Here’s one of my favourite SQL queries for quickly measuring how many clicks and impressions reported by Google Search Console come from anonymised queries.
What are anonymised queries?
For those of you who don’t know Google will not show you every single query your site appears for as a proportion will be anonymised as part of privacy filtering.
Google’s criteria for which queries are anonymised:
Anonymized queries are those that aren’t issued by more than a few dozen users over a two-to-three month period. To protect privacy, the actual queries won’t be shown in the Search performance data.
When using the GSC UI you might have noticed when you apply querying filtering you’ll see discrepancies between the total and sum of clicks, impressions for the the listed queries. This is because the aggregate data shown in the chart will include anonymised queries, but will be removed as soon as you apply query filtering.
So how big a problem is this? A piece of research by Ahrefs in 2022 found that almost half of GSC clicks come from hidden terms. Interestingly, the study found that the data generally gets better with more traffic, but gets much worse after 10 million clicks. For small sites that receive traffic from lots of low volume queries and (like this one 😅 ) there’s a good chance a lot of your clicks are coming from anonymised queries.
How can you measure how many clicks are coming from anonymised queries?
Now you can calculate it manually using Looker Studio or pulling the data via the API and comparing the total clicks vs the sum of clicks filtered by query. However, there’s a much more accurate and easy approach now we have the BigQuery bulk export for GSC data. This will give you the most complete view of your data, with studies finding the BQ export can show a greater proportion of clicks, impressions, queries as well as less anonymised queries!
With the bulk export, anonymised queries are treated differently than the API or UI. Instead of being filtered out these queries are still included in the table as NULL values. While we still don’t know what the query is, we can access the metrics like clicks and impressions.
This means we can easily calculate the proportion of clicks, impressions and queries that are anonymised using a SQL query:
WITH query_summary AS (
SELECT
CASE
WHEN is_anonymized_query IS TRUE THEN 'Anonymised queries'
ELSE 'Regular queries'
END AS query_type,
COUNT(*) AS query_count,
SUM(impressions) AS impressions,
SUM(clicks) AS clicks
FROM
`yourproject.searchconsole.searchdata_site_impression`
GROUP BY
query_type
)
SELECT
query_type,
query_count,
impressions,
clicks,
ROUND((query_count * 100.0) / SUM(query_count) OVER(), 2) AS query_percentage,
ROUND((impressions * 100.0) / SUM(impressions) OVER(), 2) AS impressions_percentage,
ROUND((clicks * 100.0) / SUM(clicks) OVER(), 2) AS clicks_percentage
FROM
query_summary;
Breaking down the SQL query
Here’s what we’re doing with this SQL query.
- First part (WITH query_summary):
- Looks at your search console data
- Splits queries into two groups: “Anonymised queries” and “Regular queries”
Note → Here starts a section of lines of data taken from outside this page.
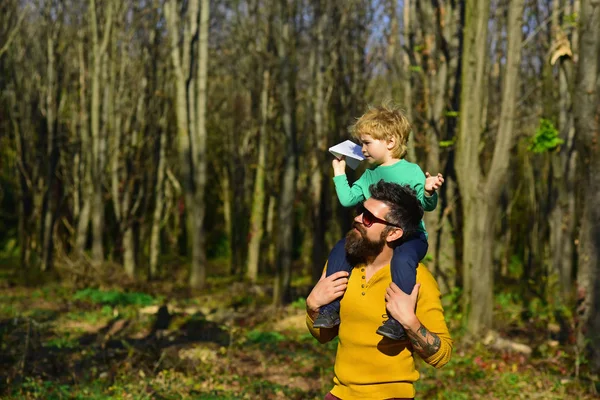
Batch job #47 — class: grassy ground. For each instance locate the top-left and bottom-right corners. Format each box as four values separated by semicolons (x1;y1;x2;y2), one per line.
0;262;596;399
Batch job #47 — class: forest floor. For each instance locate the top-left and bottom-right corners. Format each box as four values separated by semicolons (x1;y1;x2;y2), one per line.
0;260;598;399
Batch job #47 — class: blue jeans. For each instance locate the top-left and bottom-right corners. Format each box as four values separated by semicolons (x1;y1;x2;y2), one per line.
326;232;429;312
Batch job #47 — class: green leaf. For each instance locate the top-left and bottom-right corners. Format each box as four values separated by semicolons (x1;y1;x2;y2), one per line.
527;118;564;154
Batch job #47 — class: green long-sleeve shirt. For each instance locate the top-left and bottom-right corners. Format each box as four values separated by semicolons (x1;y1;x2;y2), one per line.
333;160;438;236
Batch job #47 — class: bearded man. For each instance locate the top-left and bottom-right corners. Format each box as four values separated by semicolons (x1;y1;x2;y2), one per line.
306;181;452;400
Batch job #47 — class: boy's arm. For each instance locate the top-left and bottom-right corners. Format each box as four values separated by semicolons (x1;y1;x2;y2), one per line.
386;265;452;368
333;170;369;207
413;166;438;211
407;265;452;368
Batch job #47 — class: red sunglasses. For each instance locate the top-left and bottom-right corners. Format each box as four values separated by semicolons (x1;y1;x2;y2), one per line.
356;203;400;228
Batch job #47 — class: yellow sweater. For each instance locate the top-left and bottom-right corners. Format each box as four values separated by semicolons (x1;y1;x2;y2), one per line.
306;264;452;400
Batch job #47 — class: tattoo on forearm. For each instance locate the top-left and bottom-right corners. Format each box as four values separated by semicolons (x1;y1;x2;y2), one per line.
406;325;441;358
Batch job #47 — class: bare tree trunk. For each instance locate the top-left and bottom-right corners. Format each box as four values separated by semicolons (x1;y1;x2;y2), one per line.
573;0;600;373
41;32;59;271
309;1;331;282
402;0;417;162
549;0;577;304
74;42;93;255
89;0;113;263
165;0;209;288
456;0;524;335
246;67;270;282
190;0;210;288
150;114;167;279
273;0;298;305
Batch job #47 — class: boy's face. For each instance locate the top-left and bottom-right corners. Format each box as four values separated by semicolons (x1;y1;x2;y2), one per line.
360;135;391;164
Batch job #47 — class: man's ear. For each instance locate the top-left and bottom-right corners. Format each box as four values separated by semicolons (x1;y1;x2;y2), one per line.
386;137;396;150
385;228;404;243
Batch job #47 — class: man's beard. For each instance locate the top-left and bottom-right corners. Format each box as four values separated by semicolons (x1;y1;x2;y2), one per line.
345;222;385;266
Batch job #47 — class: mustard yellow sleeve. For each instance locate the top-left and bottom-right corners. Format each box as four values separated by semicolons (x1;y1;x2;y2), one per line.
416;264;453;368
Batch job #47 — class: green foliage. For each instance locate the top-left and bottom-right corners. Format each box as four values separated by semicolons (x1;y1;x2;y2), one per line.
527;118;564;154
246;330;285;344
73;288;160;306
46;333;78;349
291;297;306;310
440;136;456;148
563;13;579;28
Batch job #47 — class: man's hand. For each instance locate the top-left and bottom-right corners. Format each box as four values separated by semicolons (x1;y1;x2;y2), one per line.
425;172;444;196
331;156;346;176
306;271;349;319
385;282;421;330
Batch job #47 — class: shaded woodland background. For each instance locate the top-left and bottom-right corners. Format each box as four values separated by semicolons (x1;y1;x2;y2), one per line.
0;0;600;390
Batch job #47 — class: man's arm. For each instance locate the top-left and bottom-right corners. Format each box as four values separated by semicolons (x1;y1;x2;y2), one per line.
306;269;348;343
386;272;452;368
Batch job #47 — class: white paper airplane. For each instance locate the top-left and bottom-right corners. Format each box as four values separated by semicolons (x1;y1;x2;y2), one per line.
329;140;365;169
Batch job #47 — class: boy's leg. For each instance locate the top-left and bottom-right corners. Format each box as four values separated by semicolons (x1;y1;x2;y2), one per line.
313;238;352;328
377;233;429;340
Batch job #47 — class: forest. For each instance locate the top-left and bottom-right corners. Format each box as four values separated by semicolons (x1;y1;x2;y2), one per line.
0;0;600;399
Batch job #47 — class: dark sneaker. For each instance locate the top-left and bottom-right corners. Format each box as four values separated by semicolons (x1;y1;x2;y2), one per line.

- Counts how many queries are in each group
- Adds up all impressions and clicks for each group
- Second part (final SELECT):
- Takes those results and calculates percentages:
- What percentage of total queries are anonymized vs regular
- What percentage of total impressions come from each type
- What percentage of total clicks come from each type
- Rounds all percentages to 2 decimal places
- Takes those results and calculates percentages:
The end result will show you:
- How many anonymous vs regular queries you have
- Their impressions and clicks
- What percentage each type represents of your total queries, impressions, and clicks
Here’s a look at the output:
As you can see, GSC is hiding the vast majority of queries that are driving clicks to this site. Now time to check it out on your own site!
Taking the query further you could analyse by country to see if Google is anonymising queries in more locations than others.